Sociologist's opinion: what can a sociologist think about screen addiction (being absorbed by useless content, taking "brain time" = are we not indirectly stupid? If yes, who is controlling us? The GAFA?
According to you, what are the positive and negative impacts of social networks on sociology?
In the humanities and social sciences, a very interesting current has emerged behind an imperfect name: "the economy attention". We are leaving a society where what was scarce was information. It was held by rare experts and, to obtain it, it was often necessary to pay for it (a book, a specialized journal, a consultation with a professional). With smartphones, Wikipedia, and the multiplication of digital screens, information is now omnipresent. What is becoming rare is the attention we can devote to it. We lack it, and designers and advertisers are doing everything they can to capture it more and more. So we're moving from an information economy to an attention economy. The GAFAs are indeed very active in this fundamental change, but they are not the only players involved, far from it. Critical thinking has not had the last word either. There are now many militant associations that want to give us back control of our attention.

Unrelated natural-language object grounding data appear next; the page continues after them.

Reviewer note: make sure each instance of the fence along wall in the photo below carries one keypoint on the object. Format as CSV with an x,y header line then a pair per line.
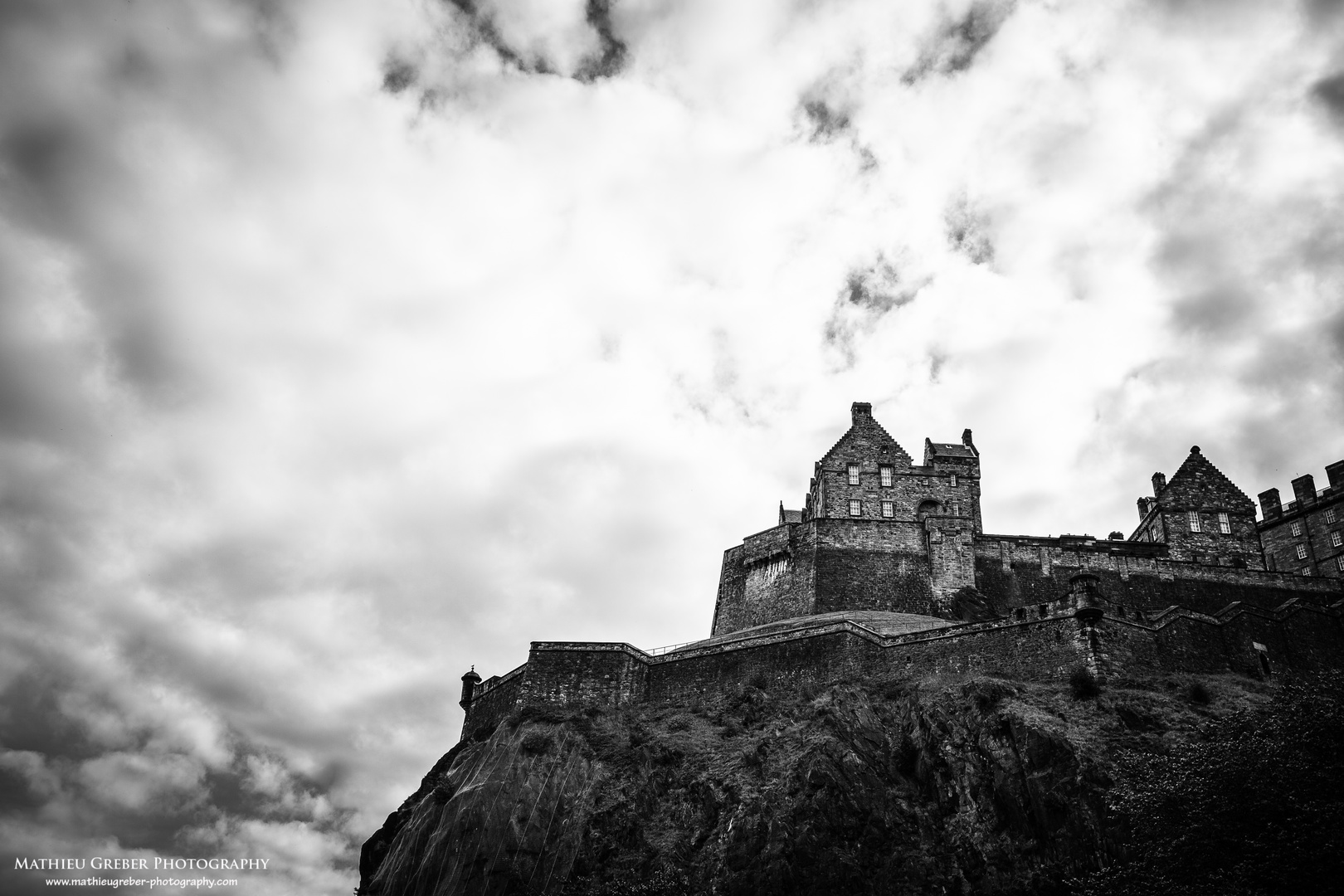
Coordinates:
x,y
1040,642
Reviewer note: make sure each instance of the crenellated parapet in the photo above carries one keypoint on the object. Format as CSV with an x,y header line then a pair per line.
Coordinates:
x,y
888,571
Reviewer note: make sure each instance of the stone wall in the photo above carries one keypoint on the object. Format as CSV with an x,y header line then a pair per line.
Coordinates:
x,y
1045,641
1022,571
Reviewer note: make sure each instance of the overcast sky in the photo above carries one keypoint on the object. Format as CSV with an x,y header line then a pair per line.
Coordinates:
x,y
344,345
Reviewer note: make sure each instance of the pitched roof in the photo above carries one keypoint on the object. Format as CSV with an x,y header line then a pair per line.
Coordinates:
x,y
1196,481
951,449
867,429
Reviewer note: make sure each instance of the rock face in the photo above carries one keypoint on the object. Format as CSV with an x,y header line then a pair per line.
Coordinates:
x,y
941,786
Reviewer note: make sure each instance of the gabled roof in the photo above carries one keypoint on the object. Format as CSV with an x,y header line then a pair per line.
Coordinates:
x,y
869,434
1198,483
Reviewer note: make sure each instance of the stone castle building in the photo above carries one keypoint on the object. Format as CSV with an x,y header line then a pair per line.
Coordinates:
x,y
888,571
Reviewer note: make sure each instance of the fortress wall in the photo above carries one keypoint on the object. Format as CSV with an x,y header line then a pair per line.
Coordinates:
x,y
494,704
1142,583
769,577
786,664
873,564
583,674
1036,649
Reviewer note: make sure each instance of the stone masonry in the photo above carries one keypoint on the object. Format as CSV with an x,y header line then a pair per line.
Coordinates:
x,y
886,571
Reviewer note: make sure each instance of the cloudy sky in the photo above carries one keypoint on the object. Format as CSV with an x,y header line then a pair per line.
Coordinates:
x,y
347,344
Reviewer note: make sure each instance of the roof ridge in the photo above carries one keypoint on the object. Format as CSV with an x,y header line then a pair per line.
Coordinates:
x,y
880,429
1222,477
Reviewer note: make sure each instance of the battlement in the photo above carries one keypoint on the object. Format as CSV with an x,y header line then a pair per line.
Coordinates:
x,y
1045,641
888,571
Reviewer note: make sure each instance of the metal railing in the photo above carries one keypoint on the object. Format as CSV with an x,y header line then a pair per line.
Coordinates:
x,y
657,652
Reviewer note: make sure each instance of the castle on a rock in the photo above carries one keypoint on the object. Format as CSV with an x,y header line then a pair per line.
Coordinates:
x,y
888,571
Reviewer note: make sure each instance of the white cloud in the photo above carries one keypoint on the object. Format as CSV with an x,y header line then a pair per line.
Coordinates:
x,y
314,392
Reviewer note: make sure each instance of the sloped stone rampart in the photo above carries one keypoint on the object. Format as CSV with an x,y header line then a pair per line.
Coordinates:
x,y
1040,642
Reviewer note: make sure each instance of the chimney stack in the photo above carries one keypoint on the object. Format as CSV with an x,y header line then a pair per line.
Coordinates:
x,y
1304,489
1270,505
1337,475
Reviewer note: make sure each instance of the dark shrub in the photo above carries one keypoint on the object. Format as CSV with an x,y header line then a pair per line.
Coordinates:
x,y
1083,684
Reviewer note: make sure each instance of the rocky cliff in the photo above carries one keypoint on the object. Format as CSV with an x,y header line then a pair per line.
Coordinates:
x,y
936,786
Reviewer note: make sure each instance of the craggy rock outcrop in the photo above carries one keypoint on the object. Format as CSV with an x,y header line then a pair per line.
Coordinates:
x,y
942,786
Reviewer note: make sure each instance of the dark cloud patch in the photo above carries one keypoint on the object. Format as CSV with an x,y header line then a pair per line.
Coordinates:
x,y
937,360
869,295
32,720
824,121
609,60
398,74
485,30
956,43
968,231
1216,312
61,770
1329,93
611,56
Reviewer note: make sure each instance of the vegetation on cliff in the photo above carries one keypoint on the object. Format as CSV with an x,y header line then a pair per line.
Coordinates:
x,y
934,786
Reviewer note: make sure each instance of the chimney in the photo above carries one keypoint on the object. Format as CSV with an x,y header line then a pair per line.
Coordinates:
x,y
1304,489
1337,475
470,683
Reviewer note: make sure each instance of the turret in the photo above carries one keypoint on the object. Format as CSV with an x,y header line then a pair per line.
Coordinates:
x,y
470,683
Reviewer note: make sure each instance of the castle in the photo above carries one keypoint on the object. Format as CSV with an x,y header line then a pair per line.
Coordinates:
x,y
888,571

What do you recommend to students who wish to become interested in sociology or to learn more about it? (books, films?)
First of all, it is necessary to get rid of certain prejudices that consider sociology as an opaque, boring discipline, without any concrete effect. Engineering schools and digital companies have sociology laboratories. If this is the case, it is because they believe that sociology multiplies their possibilities of understanding and intervention in the social world. Then, all you have to do is find the right media, those that address non-specialists by betting on intelligence: the magazine "Sciences Humaines", Baptiste Coulmont's and Pierre Mercklé's blogs, the little books from collections 128 at Armand Colin's and “Repères à La Découverte”.